Yes, I’d had some adventures, but since I became a mum they had been severely curtailed. Then I realised: Toby didn’t just leave me a book to write, he also left me an adventure to finish.
Toby kayaked in 17 of the 31 sea areas of the Shipping Forecast, as part of the project. 4 of the ones left have no land, so are challenging to get to in a sea kayak, which leaves 10 areas for me. Rudimentary maths done; it was time to think feasibility.
When Toby started his journey, he’d been sea kayaking for over seven years, had the highest coaching and leading qualification that British Canoeing awards, was 10 years younger than me, had no kids and lived in the UK. I, on the other hand had never been in a sea kayak, was a mum of two and lived in Spain.
But this did not deter me.

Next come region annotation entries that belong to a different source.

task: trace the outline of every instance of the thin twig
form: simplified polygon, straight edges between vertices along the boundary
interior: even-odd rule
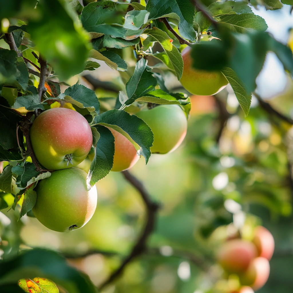
[[[190,43],[183,38],[181,38],[173,29],[173,28],[170,25],[170,24],[168,22],[168,21],[166,17],[162,17],[159,18],[159,20],[162,21],[167,27],[168,30],[170,30],[171,33],[174,35],[175,37],[179,41],[179,42],[181,44],[185,44],[188,46],[192,46],[193,43]]]
[[[39,98],[40,101],[43,94],[45,93],[47,90],[47,89],[45,86],[45,81],[46,80],[46,76],[47,74],[47,62],[43,58],[40,54],[39,57],[38,61],[40,67],[40,83],[38,88],[38,91],[39,93]]]
[[[123,261],[120,266],[111,275],[109,278],[100,287],[101,289],[113,282],[123,272],[125,266],[134,258],[143,253],[146,248],[146,242],[154,226],[155,221],[159,205],[153,202],[142,184],[128,171],[122,172],[125,179],[135,187],[140,193],[147,209],[146,221],[142,234],[138,239],[131,252]]]
[[[198,11],[201,11],[202,13],[202,14],[205,16],[205,17],[208,19],[212,23],[213,23],[215,27],[217,28],[218,26],[218,22],[215,20],[202,7],[201,3],[200,4],[200,3],[197,0],[193,0],[193,2],[195,6],[195,8]]]
[[[219,130],[218,132],[218,134],[216,139],[216,141],[219,143],[221,138],[223,131],[224,129],[227,120],[231,115],[229,112],[227,110],[226,108],[226,104],[222,101],[216,95],[214,96],[215,100],[217,103],[217,105],[219,110],[219,115],[218,119],[219,120],[220,125],[219,127]]]
[[[14,41],[14,38],[12,35],[12,33],[6,33],[5,34],[5,36],[6,37],[7,42],[9,45],[9,47],[11,50],[14,50],[17,53],[17,55],[20,57],[22,57],[22,53],[20,53],[18,50],[16,44]]]
[[[39,71],[41,71],[41,69],[37,65],[36,65],[33,62],[32,62],[30,60],[29,60],[28,59],[25,58],[24,57],[23,57],[23,58],[25,61],[26,61],[27,62],[29,62],[33,66],[34,66]]]
[[[258,103],[259,103],[260,105],[261,108],[267,112],[270,115],[272,114],[274,115],[289,124],[293,124],[293,120],[289,118],[289,117],[286,117],[274,109],[268,103],[265,102],[256,93],[254,92],[253,93],[257,99],[258,101]]]

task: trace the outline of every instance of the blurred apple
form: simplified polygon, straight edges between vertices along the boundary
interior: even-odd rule
[[[253,242],[256,246],[258,256],[265,258],[269,260],[275,249],[275,241],[272,233],[262,226],[257,227],[254,233]]]
[[[240,239],[225,242],[219,251],[218,259],[224,269],[230,273],[243,272],[257,256],[255,246]]]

Toby’s challenge was to sea kayak in all areas of the Shipping Forecast. He was interested in the history of the places, the sense of connection across the seas and the solace you can find in the wild. I could see myself doing that bit.
I’d already made up my mind to finish Toby’s Shipping Forecast challenge when my aunt Nicky got me in a sea kayak for the first time in the clear turquoise waters of the Costa Brava (just up the coast from Barcelona). I was relieved to find out that kayaking is a rather lovely thing to do, just as well really! All I needed to do now was get better at it.

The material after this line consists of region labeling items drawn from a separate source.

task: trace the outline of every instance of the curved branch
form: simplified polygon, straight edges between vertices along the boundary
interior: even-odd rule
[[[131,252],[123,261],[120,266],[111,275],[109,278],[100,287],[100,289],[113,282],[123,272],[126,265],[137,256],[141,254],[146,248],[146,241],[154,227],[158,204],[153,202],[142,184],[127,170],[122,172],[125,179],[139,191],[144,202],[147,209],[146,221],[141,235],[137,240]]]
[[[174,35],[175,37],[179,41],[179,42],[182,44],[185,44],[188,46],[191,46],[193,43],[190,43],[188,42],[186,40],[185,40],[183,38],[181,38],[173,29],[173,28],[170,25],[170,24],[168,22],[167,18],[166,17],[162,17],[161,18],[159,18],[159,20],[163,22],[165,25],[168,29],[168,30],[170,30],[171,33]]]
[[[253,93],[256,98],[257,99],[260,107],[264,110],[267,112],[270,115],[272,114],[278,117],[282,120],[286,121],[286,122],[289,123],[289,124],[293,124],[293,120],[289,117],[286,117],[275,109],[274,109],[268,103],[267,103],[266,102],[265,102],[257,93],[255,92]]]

With Nicky’s help a plan came together: start in Bristol in early March, continue in May in Pembrokeshire and Anglesey, take the kayak to Ireland and tick of the Irish sea areas during a 3-week family holiday with my partner and 2 young boys in late June, then Hebrides in August – all of these with experienced sea kayakers. I’ll then complete the last 4 areas next year, ended up in the Shetland Islands.
So, the adventure is on. I know I wouldn’t have found the time to complete it if it was “just for me” but since it’s for Toby, I will.
And perhaps that’s the best thing that Toby could have given me.
“Moderate Becoming Good Later” was published by Summersdale on June 8, World Ocean Day.